Every body is different, and workouts which are or are not suitable for pregnant people consequently vary greatly, dependent upon the person's conditioning level prior to pregnancy as well as any medical concerns specific to the pregnancy in question. I have known expectant mothers participate in quite intensive workout regimens well into their pregnancies, but these were women who were conditioned athletes prior to pregnancy. Generally speaking pregnancy is not the time to try to increase the intensity of one's workout regimen (unless explicitly recommended to do so by one's doctor).

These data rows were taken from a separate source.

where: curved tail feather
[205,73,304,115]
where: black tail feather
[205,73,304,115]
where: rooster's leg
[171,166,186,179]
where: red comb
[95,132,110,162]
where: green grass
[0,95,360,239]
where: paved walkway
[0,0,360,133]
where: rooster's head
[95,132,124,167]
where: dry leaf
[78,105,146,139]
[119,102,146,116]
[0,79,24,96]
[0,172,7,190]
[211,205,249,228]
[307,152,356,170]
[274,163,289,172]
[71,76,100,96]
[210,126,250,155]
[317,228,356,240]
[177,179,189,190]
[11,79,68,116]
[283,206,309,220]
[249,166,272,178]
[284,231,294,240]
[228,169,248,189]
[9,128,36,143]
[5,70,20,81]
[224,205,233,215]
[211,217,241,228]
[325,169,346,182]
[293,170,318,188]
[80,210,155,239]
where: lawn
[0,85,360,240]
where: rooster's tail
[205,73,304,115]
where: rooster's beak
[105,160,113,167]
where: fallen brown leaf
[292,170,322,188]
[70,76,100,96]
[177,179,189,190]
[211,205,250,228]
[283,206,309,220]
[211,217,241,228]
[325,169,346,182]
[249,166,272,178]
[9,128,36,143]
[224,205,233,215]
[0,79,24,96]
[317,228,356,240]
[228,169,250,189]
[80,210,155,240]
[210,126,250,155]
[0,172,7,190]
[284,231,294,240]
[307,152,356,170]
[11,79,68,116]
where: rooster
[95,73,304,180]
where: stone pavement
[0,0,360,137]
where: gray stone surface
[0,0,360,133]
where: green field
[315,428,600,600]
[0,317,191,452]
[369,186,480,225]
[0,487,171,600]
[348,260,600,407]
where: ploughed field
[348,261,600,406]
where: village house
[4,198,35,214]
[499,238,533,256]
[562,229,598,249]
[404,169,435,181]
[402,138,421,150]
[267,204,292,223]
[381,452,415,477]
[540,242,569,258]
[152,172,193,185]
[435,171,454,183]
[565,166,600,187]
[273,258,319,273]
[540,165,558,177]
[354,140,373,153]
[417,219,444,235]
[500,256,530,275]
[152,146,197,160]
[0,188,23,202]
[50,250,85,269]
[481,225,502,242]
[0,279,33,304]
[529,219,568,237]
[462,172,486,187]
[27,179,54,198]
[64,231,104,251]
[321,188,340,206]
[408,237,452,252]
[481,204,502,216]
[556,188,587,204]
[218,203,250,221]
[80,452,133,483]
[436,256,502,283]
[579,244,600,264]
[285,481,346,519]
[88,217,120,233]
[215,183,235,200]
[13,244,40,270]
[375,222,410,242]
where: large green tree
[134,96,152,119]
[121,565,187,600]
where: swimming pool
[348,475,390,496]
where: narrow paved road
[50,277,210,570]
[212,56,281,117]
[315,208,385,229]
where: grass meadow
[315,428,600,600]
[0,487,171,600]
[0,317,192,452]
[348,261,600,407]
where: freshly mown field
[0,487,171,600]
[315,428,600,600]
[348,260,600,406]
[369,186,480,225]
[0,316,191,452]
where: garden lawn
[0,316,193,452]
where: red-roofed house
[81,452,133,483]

As a yoga teacher I was taught the following considerations for pregnant participants (in addition to the 2 primary rules above):
  • avoid poses which constrict breathing and/or put pressure on the abdomen (e.g.: prone positions, closed twists, crunches, etc.)
  • avoid overstretching. Pregnancy causes production of the hormone relaxin, which is necessary to enable the pelvis to accommodate the baby, but it affects connective tissue throughout the entire body. Consequently, stretching can feel significantly easier during pregnancy, but one's muscles are not prepared for that additional stretching, leading to muscle strain and discomfort.
  • be cautious and aware during balancing work. Physiological changes during pregnancy affect one's balance. Consequently we advise pregnant practitioners to take a wider stance (feet hip-width apart or wider) during standing poses, and to keep both feet in contact with the floor during balancing work, for safety.
  • avoid increasing the lumbar curve or otherwise adding load to the lower back. Most backbends are consequently contraindicated.
But again: everyone is different, and the most important considerations are to honour one's own body, and to get medical clearance before proceeding.